Abstract

This paper investigates the processes behind the double ITCZ phenomenon, a common problem in Coupled ocean-atmosphere General Circulation Models (CGCMs), using a CGCM—FGCM-0 (Flexible General Circulation Model, version 0). The double ITCZ mode develops rapidly during the first two years of the integration and becomes a perennial phenomenon afterwards in the model. By way of Singular Value Decomposition (SVD) for SST, sea surface pressure, and sea surface wind, some air-sea interactions are analyzed. These interactions prompt the anomalous signals that appear at the beginning of the coupling to develop rapidly. There are two possible reasons, proved by sensitivity experiments: (1) the overestimated east-west gradient of SST in the equatorial Pacific in the ocean spin-up process, and (2) the underestimated amount of low-level stratus over the Peruvian coast in CCM3 (the Community Climate Model, Version Three). The overestimated east-west gradient of SST brings the anomalous equatorial easterly. The anomalous easterly, affected by the Coriolis force in the Southern Hemisphere, turns into an anomalous westerly in a broad area south of the equator and is enhanced by atmospheric anomalous circulation due to the underestimated amount of low-level stratus over the Peruvian coast simulated by CCM3. The anomalous westerly leads to anomalous warm advection that makes the SST warm in the southeast Pacific.

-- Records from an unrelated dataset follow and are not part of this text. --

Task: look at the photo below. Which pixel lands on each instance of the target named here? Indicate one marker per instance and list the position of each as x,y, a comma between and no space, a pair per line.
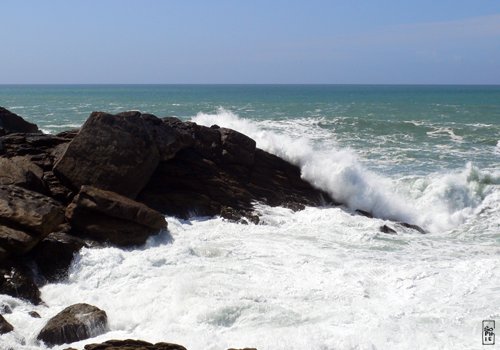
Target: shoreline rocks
74,323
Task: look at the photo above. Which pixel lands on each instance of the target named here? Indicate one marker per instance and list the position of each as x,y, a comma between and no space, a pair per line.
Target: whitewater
320,278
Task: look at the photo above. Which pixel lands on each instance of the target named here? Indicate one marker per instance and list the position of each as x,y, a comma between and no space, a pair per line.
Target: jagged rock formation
74,323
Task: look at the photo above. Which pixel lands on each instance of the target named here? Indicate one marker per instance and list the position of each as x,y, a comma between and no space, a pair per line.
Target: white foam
340,173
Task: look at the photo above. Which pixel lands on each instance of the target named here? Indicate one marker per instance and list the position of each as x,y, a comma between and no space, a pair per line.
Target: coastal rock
413,227
5,327
16,280
74,323
22,172
54,254
110,217
11,123
117,153
26,217
130,344
223,170
387,229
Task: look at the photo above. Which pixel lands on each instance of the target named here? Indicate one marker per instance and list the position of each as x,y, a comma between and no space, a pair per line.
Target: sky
250,41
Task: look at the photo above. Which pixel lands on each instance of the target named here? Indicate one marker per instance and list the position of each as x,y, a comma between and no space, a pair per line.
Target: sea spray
443,203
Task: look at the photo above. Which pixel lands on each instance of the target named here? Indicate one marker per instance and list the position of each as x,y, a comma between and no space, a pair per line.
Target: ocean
321,278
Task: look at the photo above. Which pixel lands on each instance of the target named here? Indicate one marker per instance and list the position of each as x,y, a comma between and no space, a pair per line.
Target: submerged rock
387,229
16,280
11,122
110,217
5,327
54,254
74,323
130,344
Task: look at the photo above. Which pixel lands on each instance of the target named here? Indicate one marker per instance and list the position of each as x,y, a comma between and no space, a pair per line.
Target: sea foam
438,202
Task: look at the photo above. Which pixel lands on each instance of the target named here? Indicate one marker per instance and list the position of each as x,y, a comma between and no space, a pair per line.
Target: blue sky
252,41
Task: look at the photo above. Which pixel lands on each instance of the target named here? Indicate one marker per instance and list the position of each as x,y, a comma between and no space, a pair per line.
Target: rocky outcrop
130,344
5,327
223,172
26,218
109,217
74,323
22,172
115,152
16,280
11,122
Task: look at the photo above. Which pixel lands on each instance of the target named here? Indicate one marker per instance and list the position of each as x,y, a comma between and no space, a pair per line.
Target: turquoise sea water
321,278
425,127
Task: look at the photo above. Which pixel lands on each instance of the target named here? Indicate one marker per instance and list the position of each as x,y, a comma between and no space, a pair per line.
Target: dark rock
236,147
55,189
223,170
74,323
413,227
130,344
37,146
17,281
5,309
21,171
110,217
11,122
26,218
5,327
54,254
387,229
116,152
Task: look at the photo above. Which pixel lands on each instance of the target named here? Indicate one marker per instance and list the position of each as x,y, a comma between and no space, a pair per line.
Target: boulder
110,217
387,229
130,344
116,152
54,254
236,147
11,122
5,327
222,173
16,280
74,323
26,217
21,171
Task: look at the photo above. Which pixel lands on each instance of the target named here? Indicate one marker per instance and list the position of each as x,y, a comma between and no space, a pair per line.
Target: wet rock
16,280
223,170
54,254
26,217
130,344
11,122
387,229
37,146
110,217
5,309
21,171
5,327
413,227
115,152
74,323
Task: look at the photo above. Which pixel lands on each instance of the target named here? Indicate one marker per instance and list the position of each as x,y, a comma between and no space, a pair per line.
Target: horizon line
227,84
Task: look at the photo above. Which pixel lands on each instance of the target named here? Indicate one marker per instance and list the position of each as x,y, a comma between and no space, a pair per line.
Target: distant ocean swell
438,202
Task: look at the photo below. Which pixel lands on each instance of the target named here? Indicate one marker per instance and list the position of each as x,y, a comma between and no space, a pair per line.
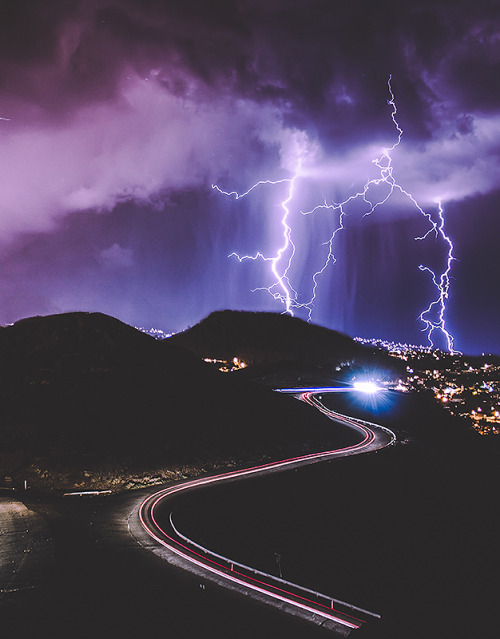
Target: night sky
118,116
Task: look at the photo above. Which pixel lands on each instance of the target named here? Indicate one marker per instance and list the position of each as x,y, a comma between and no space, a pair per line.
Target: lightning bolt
433,317
437,307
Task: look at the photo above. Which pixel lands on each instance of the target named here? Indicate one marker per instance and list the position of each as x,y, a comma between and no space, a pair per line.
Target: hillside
88,401
277,348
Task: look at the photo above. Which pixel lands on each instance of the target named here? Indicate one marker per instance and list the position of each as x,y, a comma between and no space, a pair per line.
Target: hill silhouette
83,395
278,347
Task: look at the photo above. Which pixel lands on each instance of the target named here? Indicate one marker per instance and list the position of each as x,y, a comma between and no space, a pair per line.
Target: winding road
331,613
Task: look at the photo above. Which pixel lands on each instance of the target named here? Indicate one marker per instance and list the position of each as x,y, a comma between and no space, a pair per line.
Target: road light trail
330,612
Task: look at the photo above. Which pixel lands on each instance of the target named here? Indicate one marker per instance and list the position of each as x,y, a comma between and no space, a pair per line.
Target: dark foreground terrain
410,532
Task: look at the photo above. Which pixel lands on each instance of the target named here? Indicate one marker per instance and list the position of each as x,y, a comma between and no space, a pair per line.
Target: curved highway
323,610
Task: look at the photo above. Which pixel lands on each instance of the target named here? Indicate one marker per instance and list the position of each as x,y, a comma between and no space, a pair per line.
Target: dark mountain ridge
270,342
83,393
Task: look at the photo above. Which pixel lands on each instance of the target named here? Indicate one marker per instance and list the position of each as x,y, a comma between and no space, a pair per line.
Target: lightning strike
433,317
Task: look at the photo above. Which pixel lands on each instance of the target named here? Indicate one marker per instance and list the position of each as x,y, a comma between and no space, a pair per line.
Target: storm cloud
123,112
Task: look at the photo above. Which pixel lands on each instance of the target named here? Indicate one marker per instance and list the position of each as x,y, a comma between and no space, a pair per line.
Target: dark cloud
143,104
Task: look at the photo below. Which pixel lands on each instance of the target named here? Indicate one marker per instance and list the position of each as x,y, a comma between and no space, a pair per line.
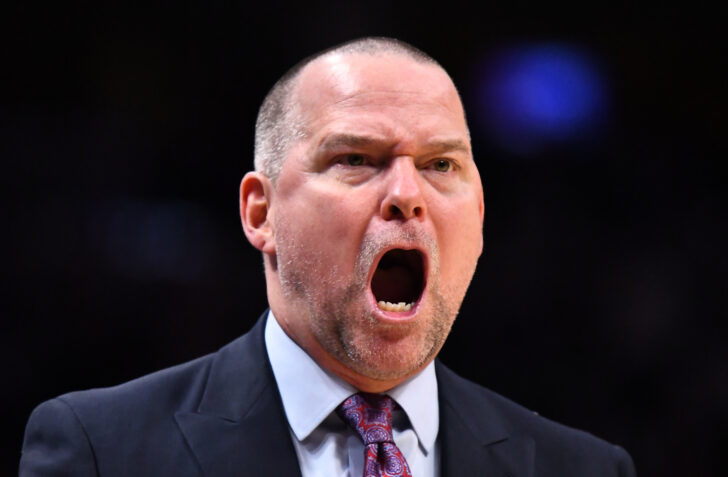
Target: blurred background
600,300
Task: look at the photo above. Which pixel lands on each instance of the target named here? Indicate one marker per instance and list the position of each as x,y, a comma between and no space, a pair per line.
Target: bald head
280,122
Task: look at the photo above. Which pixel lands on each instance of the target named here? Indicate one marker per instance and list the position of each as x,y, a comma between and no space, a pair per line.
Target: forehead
384,83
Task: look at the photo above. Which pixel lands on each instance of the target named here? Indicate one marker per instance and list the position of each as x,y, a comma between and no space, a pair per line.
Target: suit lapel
474,439
239,428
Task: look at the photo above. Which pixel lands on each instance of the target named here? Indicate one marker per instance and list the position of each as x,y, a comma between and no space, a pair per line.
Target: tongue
395,284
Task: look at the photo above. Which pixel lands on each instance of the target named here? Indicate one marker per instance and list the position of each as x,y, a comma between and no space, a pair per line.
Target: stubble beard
339,317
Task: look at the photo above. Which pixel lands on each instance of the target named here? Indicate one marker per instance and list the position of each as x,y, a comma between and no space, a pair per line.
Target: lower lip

The double ITCZ phenomenon in the CGCM is a result of a series of nonlocal and nonlinear adjustment processes in the coupled system, which can be traced to the uncoupled models, oceanic component, and atmospheric component. The zonal gradient of the equatorial SST is too large in the ocean component and the amount of low-level stratus over the Peruvian coast is too low in the atmosphere component.